Криворотый паскудно выругался, однако гнаться за ними не стал. Только теперь я понял, какую подлость они замыслили: может, в десятке мест они заранее приготовили коровьи лепешки; мои старания прорваться на берег были обречены на провал. Дружки криворотого нарочно позволяли выйти на берег, а потом сразу в лицо и в посиневший живот сыпались подготовленные «снаряды».

Я мог прорвать осаду на том берегу реки (если они не успеют по мосткам перебраться и туда), однако сделать это мог только голышом, а до дома было жуть как далеко – топать и топать по лугам да полям. В голом виде в такую дорогу не отправишься, даже если попробуешь красться кустами. А от дома до леса – полукилометровая пустошь… В хорошеньком бы я показался виде… Деревенский Одиссей… Вдобавок, если бросишь одежонку, то и в школу завтра отправишься голышом – приданое у меня было неважнецкое. Я мог, конечно, сдаться. Шайка на берегу этого только и ждала – видел по унылым лицам, что их смелость и решимость уже испарились. Они тоже думали о финале. Ну, подержат еще часок, а толку-то? Надеялись, что я сдамся, что попрошу смилостивиться? Может, кто и мог на это надеяться, но только не криворотый. Он знал меня хорошо.

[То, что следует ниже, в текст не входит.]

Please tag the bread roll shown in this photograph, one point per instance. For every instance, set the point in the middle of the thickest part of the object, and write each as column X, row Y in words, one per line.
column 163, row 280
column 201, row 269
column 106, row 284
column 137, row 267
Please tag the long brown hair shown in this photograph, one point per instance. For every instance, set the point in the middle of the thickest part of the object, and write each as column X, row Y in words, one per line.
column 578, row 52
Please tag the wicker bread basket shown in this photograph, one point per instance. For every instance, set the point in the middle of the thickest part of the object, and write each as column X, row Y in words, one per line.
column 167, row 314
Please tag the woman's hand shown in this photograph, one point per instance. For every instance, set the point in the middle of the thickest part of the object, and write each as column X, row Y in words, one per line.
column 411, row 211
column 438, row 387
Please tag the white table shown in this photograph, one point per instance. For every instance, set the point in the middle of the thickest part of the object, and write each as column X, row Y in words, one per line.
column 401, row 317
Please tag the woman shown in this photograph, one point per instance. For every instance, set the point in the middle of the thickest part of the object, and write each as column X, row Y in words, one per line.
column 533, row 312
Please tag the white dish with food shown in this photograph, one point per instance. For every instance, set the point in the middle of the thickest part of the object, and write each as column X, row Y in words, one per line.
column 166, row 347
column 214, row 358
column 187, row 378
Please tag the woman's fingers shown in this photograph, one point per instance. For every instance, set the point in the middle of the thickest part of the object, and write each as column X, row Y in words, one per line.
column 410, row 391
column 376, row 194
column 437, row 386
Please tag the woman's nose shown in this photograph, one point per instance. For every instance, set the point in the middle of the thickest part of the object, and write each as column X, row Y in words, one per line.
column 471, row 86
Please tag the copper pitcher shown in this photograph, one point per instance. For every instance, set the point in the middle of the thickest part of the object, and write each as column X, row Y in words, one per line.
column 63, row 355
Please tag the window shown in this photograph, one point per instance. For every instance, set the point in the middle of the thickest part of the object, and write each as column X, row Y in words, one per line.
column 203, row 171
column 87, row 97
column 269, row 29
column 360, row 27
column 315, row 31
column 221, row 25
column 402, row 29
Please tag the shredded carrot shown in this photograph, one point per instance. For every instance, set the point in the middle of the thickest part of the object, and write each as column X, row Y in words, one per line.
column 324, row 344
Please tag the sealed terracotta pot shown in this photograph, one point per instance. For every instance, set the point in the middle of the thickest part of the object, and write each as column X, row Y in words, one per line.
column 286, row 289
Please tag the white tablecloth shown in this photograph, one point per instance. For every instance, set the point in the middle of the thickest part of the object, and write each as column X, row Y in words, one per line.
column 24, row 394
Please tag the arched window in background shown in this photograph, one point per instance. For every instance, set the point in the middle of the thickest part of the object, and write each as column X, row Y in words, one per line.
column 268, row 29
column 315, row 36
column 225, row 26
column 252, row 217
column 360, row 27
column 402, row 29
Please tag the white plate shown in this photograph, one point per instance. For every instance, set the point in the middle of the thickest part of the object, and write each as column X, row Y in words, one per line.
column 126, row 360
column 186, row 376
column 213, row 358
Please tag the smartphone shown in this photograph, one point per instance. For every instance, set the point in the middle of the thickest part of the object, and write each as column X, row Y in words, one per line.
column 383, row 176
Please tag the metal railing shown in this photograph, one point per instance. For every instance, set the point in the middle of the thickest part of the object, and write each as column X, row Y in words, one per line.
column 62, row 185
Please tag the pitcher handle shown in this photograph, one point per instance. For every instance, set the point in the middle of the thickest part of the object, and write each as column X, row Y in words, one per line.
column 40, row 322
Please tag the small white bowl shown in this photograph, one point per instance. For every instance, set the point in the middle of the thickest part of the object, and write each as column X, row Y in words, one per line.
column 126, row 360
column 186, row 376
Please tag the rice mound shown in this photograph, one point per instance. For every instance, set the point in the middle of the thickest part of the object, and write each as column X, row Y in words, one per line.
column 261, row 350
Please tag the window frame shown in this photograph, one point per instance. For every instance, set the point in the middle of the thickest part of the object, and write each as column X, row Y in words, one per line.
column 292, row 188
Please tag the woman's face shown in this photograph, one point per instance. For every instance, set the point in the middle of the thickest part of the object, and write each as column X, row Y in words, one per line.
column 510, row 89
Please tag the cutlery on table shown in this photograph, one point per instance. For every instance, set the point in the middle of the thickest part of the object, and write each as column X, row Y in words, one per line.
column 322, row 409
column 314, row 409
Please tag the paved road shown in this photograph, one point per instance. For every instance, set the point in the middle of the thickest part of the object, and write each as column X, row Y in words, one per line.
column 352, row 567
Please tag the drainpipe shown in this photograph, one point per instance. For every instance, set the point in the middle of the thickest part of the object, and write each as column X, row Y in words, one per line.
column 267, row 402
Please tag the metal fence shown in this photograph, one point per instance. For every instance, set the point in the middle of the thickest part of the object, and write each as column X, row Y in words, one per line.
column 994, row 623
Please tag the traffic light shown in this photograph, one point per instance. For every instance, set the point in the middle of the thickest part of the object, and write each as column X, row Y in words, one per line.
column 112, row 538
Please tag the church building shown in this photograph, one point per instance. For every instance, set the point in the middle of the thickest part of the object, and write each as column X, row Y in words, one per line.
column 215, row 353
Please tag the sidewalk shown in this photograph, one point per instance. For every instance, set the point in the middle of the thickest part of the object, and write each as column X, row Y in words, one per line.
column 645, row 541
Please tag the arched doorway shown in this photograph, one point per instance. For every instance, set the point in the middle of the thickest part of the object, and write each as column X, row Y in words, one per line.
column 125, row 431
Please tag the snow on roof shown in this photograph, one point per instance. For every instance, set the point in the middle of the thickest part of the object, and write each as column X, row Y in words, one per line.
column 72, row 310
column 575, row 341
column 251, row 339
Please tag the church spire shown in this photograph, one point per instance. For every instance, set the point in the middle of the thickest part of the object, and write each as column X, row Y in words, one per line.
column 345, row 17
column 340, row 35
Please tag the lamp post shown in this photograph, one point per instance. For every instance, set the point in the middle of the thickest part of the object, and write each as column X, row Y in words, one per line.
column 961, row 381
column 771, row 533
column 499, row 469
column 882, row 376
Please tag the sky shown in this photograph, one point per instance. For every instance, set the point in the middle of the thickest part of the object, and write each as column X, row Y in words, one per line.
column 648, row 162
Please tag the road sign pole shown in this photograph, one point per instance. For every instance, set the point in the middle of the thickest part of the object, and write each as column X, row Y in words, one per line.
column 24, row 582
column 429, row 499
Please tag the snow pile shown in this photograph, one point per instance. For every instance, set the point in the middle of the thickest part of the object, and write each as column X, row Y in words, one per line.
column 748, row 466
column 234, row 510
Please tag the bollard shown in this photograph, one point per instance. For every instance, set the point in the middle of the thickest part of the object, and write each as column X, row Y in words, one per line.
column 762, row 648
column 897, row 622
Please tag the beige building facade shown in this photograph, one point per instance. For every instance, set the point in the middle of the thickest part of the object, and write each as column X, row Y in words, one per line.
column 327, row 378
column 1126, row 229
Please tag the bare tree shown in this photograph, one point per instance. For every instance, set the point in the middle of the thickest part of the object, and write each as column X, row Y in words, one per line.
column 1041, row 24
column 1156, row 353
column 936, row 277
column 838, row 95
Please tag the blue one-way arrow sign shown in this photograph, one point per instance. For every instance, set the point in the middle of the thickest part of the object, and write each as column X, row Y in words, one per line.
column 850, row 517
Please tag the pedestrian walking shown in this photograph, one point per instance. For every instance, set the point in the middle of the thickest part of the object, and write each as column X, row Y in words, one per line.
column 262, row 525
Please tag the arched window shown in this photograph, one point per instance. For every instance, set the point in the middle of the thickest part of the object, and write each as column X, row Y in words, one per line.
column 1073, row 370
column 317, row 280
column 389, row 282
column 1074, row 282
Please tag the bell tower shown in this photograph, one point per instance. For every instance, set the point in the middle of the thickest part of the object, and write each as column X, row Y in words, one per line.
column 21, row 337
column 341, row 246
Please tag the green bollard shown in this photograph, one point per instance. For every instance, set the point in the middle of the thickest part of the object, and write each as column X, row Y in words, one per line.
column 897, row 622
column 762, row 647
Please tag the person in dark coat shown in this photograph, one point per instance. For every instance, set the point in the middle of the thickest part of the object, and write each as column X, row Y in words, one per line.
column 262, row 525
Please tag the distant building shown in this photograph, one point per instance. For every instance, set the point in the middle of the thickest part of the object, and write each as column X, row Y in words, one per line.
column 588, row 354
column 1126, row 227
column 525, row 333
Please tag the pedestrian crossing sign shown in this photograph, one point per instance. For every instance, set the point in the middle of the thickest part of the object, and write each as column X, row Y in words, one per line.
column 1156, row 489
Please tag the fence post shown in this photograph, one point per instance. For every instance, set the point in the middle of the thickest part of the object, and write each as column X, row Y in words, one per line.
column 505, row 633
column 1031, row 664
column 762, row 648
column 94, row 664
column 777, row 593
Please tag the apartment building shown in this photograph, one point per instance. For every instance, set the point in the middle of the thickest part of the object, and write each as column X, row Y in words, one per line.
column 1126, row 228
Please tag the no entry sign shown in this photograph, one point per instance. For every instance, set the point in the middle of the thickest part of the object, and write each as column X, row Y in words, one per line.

Взмолись я о пощаде, выбравшись на берег, все бросились бы в мои посиневшие объятия.

Я отбивал зубами дробь, потом решил было выбраться на тот берег и посидеть на траве. Но это было бы поражением, сам не знал почему, но поражением. (К какой нелепости ведет юношеский пыл: разве поражение хуже победы? Но это я понял гораздо позже, быть может, еще приведется словом-другим обмолвиться об этом.)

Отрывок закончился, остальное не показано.